Well, as I suspected might happen, I have now run into another version of events than that described by Bevin Alexander, a few posts earlier.
Listening to The Teaching Company’s History of Conservatism, he points out that while the profitability of slavery was declining, that a doctrine of the inherent MORALITY of slavery had come into being. On this account, slave-holders were not just people living off the forced labor of others, but rather agents of moral elevation, and paternalistic guardianship.
Remember, now, that the absolutely overwhelming majority of Southerners held no slaves at all. Those who did were the equivalent to the Captains of Industry in our own time. Figure out what the nicest, priciest part of your city is, and that is where they lived. Quite literally, they believed themselves to be aristocrats of the British variety, and held not just black people, but most white people around them in contempt.

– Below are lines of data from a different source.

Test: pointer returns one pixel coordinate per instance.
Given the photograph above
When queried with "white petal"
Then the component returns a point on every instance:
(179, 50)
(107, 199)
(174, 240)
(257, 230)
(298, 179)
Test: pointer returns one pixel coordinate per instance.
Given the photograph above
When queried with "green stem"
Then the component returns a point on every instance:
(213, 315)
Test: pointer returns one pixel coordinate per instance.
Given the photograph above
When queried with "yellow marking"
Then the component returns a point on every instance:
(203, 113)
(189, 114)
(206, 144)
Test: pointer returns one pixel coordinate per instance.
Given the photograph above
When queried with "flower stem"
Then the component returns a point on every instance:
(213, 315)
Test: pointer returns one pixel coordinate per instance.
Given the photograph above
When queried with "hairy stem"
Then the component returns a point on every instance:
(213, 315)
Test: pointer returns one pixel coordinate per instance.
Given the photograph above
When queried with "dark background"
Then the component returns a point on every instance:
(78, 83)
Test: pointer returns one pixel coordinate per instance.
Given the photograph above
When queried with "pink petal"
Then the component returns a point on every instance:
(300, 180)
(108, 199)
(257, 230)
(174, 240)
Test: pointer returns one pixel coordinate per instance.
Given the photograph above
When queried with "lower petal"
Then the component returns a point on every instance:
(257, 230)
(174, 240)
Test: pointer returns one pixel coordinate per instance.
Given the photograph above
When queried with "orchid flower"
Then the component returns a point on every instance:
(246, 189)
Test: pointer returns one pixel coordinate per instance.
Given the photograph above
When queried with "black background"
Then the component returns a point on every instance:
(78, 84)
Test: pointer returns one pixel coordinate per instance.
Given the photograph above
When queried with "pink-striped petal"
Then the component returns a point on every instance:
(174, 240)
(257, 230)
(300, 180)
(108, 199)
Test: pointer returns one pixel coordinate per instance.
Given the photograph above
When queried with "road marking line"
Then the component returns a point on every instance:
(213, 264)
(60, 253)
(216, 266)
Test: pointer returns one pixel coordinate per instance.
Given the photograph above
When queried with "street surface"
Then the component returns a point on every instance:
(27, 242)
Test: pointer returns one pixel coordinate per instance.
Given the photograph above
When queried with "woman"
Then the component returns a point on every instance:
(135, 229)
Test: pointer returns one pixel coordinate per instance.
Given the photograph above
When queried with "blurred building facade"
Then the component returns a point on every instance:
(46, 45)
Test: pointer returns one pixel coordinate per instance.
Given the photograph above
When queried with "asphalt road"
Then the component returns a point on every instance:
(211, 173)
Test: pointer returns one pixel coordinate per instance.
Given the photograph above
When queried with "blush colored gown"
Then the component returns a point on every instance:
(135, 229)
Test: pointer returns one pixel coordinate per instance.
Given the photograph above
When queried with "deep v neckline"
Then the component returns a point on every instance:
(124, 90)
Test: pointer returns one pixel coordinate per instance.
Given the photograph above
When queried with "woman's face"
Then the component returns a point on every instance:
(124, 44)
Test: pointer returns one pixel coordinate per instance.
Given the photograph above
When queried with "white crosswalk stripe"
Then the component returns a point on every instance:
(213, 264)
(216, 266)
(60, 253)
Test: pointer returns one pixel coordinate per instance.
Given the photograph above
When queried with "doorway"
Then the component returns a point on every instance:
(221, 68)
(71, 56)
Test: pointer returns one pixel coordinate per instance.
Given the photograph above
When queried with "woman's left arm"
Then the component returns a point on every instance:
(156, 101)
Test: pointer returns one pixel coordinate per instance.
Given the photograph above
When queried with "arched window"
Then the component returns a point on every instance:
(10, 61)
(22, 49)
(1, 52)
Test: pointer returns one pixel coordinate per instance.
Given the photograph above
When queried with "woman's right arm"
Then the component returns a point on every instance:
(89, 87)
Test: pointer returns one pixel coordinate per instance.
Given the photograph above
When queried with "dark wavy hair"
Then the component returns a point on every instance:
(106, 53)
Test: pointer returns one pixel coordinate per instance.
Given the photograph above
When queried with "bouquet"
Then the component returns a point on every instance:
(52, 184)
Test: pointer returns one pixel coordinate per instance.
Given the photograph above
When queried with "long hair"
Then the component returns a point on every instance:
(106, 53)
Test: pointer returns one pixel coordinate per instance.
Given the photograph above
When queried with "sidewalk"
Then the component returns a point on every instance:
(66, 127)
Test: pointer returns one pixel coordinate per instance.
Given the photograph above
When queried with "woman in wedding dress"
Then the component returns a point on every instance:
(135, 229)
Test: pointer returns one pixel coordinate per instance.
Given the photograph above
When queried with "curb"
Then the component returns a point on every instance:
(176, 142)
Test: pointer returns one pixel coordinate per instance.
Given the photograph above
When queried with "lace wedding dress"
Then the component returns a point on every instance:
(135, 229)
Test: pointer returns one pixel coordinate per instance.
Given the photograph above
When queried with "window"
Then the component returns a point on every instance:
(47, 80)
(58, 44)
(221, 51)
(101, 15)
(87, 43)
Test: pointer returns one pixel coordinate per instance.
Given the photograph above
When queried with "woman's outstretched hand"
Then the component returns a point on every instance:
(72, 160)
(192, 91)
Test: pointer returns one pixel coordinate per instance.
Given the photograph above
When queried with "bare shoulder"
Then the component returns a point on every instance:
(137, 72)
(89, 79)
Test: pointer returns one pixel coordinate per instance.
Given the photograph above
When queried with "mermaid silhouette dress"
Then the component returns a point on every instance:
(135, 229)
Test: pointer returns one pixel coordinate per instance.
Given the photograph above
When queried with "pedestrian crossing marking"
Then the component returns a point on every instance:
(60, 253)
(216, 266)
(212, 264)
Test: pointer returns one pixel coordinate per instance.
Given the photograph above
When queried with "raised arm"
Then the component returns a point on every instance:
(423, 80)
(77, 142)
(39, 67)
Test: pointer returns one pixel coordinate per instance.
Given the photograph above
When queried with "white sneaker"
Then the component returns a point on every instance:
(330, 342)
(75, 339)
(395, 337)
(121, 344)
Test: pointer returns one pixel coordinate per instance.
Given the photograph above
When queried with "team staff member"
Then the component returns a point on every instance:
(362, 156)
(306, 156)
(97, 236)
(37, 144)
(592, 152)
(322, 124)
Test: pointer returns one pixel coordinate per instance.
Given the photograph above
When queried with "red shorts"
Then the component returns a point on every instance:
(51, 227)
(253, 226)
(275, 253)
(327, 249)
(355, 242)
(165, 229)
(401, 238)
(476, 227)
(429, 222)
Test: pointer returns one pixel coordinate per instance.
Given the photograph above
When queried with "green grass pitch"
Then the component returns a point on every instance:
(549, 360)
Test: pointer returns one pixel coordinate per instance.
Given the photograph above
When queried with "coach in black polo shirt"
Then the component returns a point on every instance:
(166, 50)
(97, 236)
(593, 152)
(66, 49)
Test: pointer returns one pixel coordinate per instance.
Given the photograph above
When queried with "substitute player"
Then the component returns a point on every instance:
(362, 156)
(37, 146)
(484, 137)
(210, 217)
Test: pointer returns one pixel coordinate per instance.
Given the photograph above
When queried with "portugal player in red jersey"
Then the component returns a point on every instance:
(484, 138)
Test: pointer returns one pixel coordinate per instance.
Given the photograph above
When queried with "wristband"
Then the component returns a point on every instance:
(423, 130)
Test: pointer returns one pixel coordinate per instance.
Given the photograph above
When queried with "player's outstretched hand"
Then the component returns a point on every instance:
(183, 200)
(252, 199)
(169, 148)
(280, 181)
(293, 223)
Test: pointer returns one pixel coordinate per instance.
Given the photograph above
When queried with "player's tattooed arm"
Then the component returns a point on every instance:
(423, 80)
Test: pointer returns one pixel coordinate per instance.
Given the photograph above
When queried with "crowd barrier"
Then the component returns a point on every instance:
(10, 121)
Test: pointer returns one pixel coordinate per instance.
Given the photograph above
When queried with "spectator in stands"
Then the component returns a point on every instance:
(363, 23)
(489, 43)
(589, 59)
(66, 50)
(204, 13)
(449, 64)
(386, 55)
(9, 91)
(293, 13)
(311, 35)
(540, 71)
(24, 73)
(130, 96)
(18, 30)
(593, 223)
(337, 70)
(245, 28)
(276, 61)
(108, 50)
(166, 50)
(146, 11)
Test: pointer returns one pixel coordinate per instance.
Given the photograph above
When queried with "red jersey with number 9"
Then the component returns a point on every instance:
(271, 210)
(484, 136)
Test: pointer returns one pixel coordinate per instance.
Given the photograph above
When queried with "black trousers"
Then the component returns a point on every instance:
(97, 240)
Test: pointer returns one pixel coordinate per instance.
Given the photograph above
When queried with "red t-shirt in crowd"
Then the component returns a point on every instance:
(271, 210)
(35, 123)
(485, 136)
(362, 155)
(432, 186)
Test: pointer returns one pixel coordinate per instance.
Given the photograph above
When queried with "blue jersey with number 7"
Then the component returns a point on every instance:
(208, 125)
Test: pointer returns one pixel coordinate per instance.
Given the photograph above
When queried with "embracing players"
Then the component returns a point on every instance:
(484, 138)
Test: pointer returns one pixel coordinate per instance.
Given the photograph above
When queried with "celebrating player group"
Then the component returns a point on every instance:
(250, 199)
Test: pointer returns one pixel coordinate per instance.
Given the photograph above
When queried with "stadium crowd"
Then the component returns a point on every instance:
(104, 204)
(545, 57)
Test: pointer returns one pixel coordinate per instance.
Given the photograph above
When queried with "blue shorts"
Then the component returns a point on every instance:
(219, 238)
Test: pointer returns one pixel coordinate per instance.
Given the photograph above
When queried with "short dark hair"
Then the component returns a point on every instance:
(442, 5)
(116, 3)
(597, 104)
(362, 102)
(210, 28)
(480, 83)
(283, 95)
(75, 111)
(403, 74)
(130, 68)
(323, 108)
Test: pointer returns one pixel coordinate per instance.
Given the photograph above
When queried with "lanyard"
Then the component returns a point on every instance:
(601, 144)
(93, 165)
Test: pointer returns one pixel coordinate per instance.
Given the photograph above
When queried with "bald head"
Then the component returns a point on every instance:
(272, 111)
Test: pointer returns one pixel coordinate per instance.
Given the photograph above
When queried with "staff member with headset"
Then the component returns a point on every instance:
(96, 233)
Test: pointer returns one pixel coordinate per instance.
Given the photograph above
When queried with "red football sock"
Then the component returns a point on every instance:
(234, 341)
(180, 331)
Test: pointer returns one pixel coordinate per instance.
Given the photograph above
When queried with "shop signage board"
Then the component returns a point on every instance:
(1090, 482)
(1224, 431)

This contempt was expressed in a fundamental conceit that their role in life was to take care of their “inferiors”. In the British formulation this was the “White Man’s Burden”.
Here is the interesting part: they argued that because people are not born equal, that some are meant to rule. Now, socialists reject this, of course. They hold, rather, that all people are born equal and–here is the kicker–it is the role of the STATE to MAKE them equal, by “hatchet, ax, and saw”, as that Canadian philosopher Neil Peart put it.
You have, on the one side, the People. These are the ones you are trying to help. You help them by making them equal. You make sure no awful nasty rich people live off the backs of others.
On the other side, you have the State. The State doesn’t really “exist”, per se. It is sort of like God; it guides through an innate wisdom, that far surpasses that of “the people”, and thus SAVES them from all the terrible things that would happen but for the guidance of the State.
And who runs the State? The intellectuals, the modern slave-holding aristocrats. Socialism, pushed to the limit, is the political process of turning the world into plantation owners and slaves–literally, in the case of Cuba.
When you reject Reason, you reject peace, and you reject justice. If you watch carefully, this is the invariant pattern.